Le navire de recherche polaire RSS David Attenborough amarré au port de Harwich, le 6 octobre 2025 dans l'est de l'Angleterre

Le navire de recherche polaire RSS David Attenborough amarré au port de Harwich, le 6 octobre 2025 dans l'est de l'Angleterre

Une équipe de scientifiques internationaux embarque jeudi depuis le Royaume-Uni vers le Groenland à bord d'un navire britannique de recherche polaire afin d'étudier la fonte rapide de sa calotte glaciaire à l'aide de drones, de mini-sous-marins et de robots marins.

La calotte glaciaire du Groenland, composée de millions de kilomètres cubes d'eau douce, fond rapidement sous l'effet du réchauffement climatique. Les scientifiques estiment que cela pourrait perturber d'importants courants de l'Atlantique jouant un rôle majeur dans la régulation du climat mondial.

Mais en raison des conditions dangereuses sur place, où d'immenses blocs de glace se détachent de manière imprévisible, les chercheurs ont eu des difficultés à étudier de près le phénomène.

Le navire de recherche polaire RSS David Attenborough, qui porte le nom d'un célèbre naturaliste et présentateur de télévision britannique, a quitté le port de Harwich, dans le sud-est de l'Angleterre, avec à son bord plusieurs dizaines de scientifiques internationaux.

Ce projet de 20 millions de livres sterling (23,6 millions d'euros), dirigé par le British Antarctic Survey, est financé par le gouvernement britannique.

Pendant environ cinq semaines, les scientifiques navigueront à bord du navire ultramoderne dans les fjords qui bordent le sud-est du Groenland, étudiant les glaciers sous tous les angles.

Ils vont faire voler des drones équipés de caméras haute résolution et déployer des robots autonomes capables de plonger à plusieurs centaines de mètres jusqu'au fond marin et de se fixer à la paroi de glace.
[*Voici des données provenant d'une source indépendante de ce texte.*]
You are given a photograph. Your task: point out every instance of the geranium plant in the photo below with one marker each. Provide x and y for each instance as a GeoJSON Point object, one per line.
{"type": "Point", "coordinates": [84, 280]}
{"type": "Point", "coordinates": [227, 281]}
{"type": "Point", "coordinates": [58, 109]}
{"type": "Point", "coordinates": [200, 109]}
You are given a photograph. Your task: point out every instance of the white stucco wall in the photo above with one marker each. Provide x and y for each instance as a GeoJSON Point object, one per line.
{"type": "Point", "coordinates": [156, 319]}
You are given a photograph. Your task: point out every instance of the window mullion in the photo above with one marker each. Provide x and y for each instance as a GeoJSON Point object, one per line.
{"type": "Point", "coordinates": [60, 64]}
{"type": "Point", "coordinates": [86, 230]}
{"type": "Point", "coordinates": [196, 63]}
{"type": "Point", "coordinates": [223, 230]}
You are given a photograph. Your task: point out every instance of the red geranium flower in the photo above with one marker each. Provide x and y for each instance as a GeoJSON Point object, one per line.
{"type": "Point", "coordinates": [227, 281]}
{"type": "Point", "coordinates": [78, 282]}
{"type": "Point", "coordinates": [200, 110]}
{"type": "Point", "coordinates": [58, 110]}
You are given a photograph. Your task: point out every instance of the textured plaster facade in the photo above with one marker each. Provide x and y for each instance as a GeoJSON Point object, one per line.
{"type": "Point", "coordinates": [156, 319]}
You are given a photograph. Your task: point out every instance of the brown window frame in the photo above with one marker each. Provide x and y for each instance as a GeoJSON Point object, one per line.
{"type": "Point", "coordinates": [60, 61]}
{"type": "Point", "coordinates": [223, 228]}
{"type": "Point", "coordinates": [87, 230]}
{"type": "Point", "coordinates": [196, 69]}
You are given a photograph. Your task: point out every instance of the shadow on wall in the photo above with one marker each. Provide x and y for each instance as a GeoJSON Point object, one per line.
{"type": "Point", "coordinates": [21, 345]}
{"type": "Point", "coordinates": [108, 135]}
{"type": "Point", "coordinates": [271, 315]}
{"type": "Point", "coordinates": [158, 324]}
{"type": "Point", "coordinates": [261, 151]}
"Les robots marins peuvent s'approcher au plus près de la glace, là où les humains ne peuvent pas aller car cela serait dangereux pour eux", a expliqué à l'AFP Kelly Hogan, géophysicienne marine et cheffe de l'expédition.

L'équipe souhaite recueillir des données extrêmement détaillées, car les scientifiques "ne comprennent toujours pas vraiment comment l'eau de l'océan fait fondre la glace", a dit le physicien marin britannique Mark Inall.

- Répercussions sur la pêche -

Les scientifiques observent des signes montrant que les énormes volumes d'eau issus de la fonte de la glace affectent les puissants courants qui transportent les eaux chaudes et froides à travers l'Atlantique et contribuent à la régulation du climat.

Le modèle britannique de référence sur l'évolution du climat prévoit une perturbation, d'ici quelques décennies, de l'un de ces courants, le gyre subpolaire de l'Atlantique Nord, ce qui aura des répercussions sur la pêche et les écosystèmes marins.

"Nos meilleurs modèles actuels indiquent que ces changements pourraient survenir dès les années 2040", a expliqué Kelly Hogan, scientifique au British Antarctic Survey.

Mais ces simulations comportent des imprécisions et l'expédition vise à "représenter de manière beaucoup plus fidèle la fonte de la calotte glaciaire du Groenland dans les modèles", a-t-elle ajouté.

Paul Holland, océanographe spécialisé dans la modélisation des données, lui aussi chercheur au British Antarctic Survey, participe à l'expédition afin de travailler directement sur les résultats recueillis. "Le problème est tellement urgent", a-t-il dit.

Il souligne le rôle potentiel de la fonte des glaces sur la circulation méridienne de retournement de l'Atlantique (AMOC, selon son acronyme anglais : Atlantic Meridional overturning circulation). Il s'agit d'un vaste système de courants océaniques qui fonctionne comme une sorte de tapis roulant, assurant le transfert de chaleur des tropiques vers l'hémisphère Nord.

Les scientifiques s'accordent largement à dire que l'AMOC s'affaiblit sous l'effet de l'accélération de la fonte de la calotte au Groenland.

En revanche, le débat n'est pas tranché sur la vitesse de ce phénomène et la possibilité que ce système puisse s'effondrer au cours de ce siècle.

Son arrêt aurait des conséquences graves, notamment des hivers beaucoup plus rigoureux en Europe du Nord et une élévation du niveau de la mer autour de l'Atlantique Nord.

Pour Paul Holland, il subsiste une "énorme incertitude", mais "nous savons avec certitude que l'augmentation des gaz à effet de serre rend plus probable ces scénarios les plus défavorables".